COMMITMENTS : Are Women Cutting Off the Respect They’re Seeking?
Should a man open a door for a woman? Should he hold her arm while crossing the street? Should he pay for dinner, or a movie, if he asks her out on a date?
On the surface, these may not seem like probing questions, but the underlying issue is how men and women relate to one another.
Etiquette has always been interesting because it is the outward manifestation of a culture’s values, customs and mores. When a man holds open a door for a woman, or takes her arm while crossing the street, or pays for her dinner on a date, he is exercising a sense of protectiveness or chivalry, a series of learned behaviors rooted in an earlier time when women were seen as the weaker sex.
Some women object to this behavior today because it speaks to them of inequality.
I think they’re wrong. I think when we give up these manifestations of protectiveness from men and nurturing behaviors from women we are destroying some of the fabric of the ambience between the sexes. We are certainly equal, but we are not the same, and what a boring world it would be if we were.
To be protective of someone does not necessarily imply that one does not think the person is capable of taking care of herself. It can be just a manifestation of respect and caring.
I had thought the controversy over these issues had disappeared along with the zealousness of the feminist movement of the early 1970s. I thought that women today were comfortable having men open doors for them, so long as they were not patronizing them in the process.
So I was quite surprised one day a couple of months ago when a male colleague held a door open for me and then said, “I hope you don’t mind that.” At first, I thought he was joking, but then I realized he was truly uncertain about how I would interpret such a gesture.
I was amazed. He was just being nice, kind, considerate. Could I have opened the door for myself? Of course. Would I have held open the door for him? Certainly. But I couldn’t see how his opening a door for me could be interpreted as a slight.
I mentioned this to a couple of women colleagues, and was equally amazed by their response. Both of them thought that opening doors and helping women across the street were old-fashioned, patronizing ways to treat them.
Their reaction saddened me. It’s those small niceties that can make a day. But my colleagues disagreed. Their position was, women can do these things for themselves. It’s just a put-down when men do them for women.
A few days later, while I was still trying to reconcile their feelings with mine, another woman, single and in her 30s (a decade younger than I) was matter-of-factly explaining to me how she had offered to pay for dinner on her third date with a new male friend.
I guess I’ve been out of the singles action for too long. It would never occur to me pay for a date someone had invited me on. I would certainly reciprocate by buying theater tickets or dinner and asking him out, but I wouldn’t offer to pay for a date he’d arranged. But I realized, after asking other twenty- and thirtysomethings, that who pays on a date is a big issue.
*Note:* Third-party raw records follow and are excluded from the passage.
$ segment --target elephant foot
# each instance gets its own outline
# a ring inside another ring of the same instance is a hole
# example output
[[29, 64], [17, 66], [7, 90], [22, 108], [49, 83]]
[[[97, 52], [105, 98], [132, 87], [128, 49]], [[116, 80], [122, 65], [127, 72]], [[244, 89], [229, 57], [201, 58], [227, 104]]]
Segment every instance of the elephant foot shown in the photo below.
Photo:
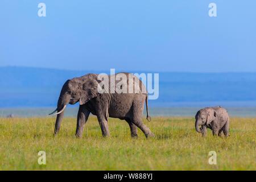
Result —
[[153, 138], [155, 136], [155, 135], [152, 133], [149, 133], [148, 134], [146, 134], [145, 135], [147, 138]]
[[137, 134], [132, 134], [131, 138], [134, 139], [137, 139], [138, 138], [138, 135]]
[[75, 135], [76, 136], [76, 138], [82, 138], [82, 135], [81, 135], [81, 134], [76, 134]]

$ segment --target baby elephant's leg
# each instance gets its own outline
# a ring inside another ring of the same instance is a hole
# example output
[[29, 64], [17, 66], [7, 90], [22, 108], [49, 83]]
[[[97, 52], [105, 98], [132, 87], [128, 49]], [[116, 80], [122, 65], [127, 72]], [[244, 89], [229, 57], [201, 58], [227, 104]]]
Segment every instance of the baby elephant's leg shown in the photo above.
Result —
[[225, 137], [228, 137], [229, 136], [229, 121], [228, 121], [223, 127], [223, 133], [224, 133]]
[[213, 136], [216, 136], [218, 134], [220, 131], [219, 127], [216, 123], [213, 123], [212, 126], [212, 135]]
[[202, 136], [206, 136], [207, 135], [207, 127], [206, 126], [203, 126], [202, 129]]

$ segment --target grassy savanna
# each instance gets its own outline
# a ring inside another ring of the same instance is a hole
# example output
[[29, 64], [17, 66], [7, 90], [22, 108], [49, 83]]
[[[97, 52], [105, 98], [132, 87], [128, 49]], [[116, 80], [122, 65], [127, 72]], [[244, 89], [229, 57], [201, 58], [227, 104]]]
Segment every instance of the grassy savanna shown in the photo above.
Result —
[[[231, 119], [230, 136], [206, 138], [196, 132], [192, 118], [153, 118], [144, 123], [155, 134], [138, 130], [130, 138], [128, 124], [110, 118], [111, 137], [103, 138], [90, 117], [83, 137], [74, 134], [75, 118], [65, 118], [53, 137], [55, 118], [0, 118], [1, 170], [255, 170], [256, 118]], [[38, 152], [46, 152], [46, 165]], [[208, 153], [217, 152], [217, 165]]]

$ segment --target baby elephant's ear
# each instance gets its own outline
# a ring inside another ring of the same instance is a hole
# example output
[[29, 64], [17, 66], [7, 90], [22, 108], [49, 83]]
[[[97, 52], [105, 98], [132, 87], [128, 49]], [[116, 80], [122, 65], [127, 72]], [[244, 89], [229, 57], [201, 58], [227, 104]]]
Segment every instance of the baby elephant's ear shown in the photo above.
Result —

Some women thought that if they let a fellow buy them dinner, it obligated them to him. I’ve been bought a fair amount of dinners in my life, and the price of dinner never made me feel obligated. Other women believed that part of being truly equal to men means paying their own way.
Can romance last in this environment?
I have my doubts. I think we need to look at what is essential to women’s independence and equality. I don’t think opening doors or paying for dinner is essential. More important, when we excise these niceties from our lives, I fear we’re losing so much more than we could possibly be gaining.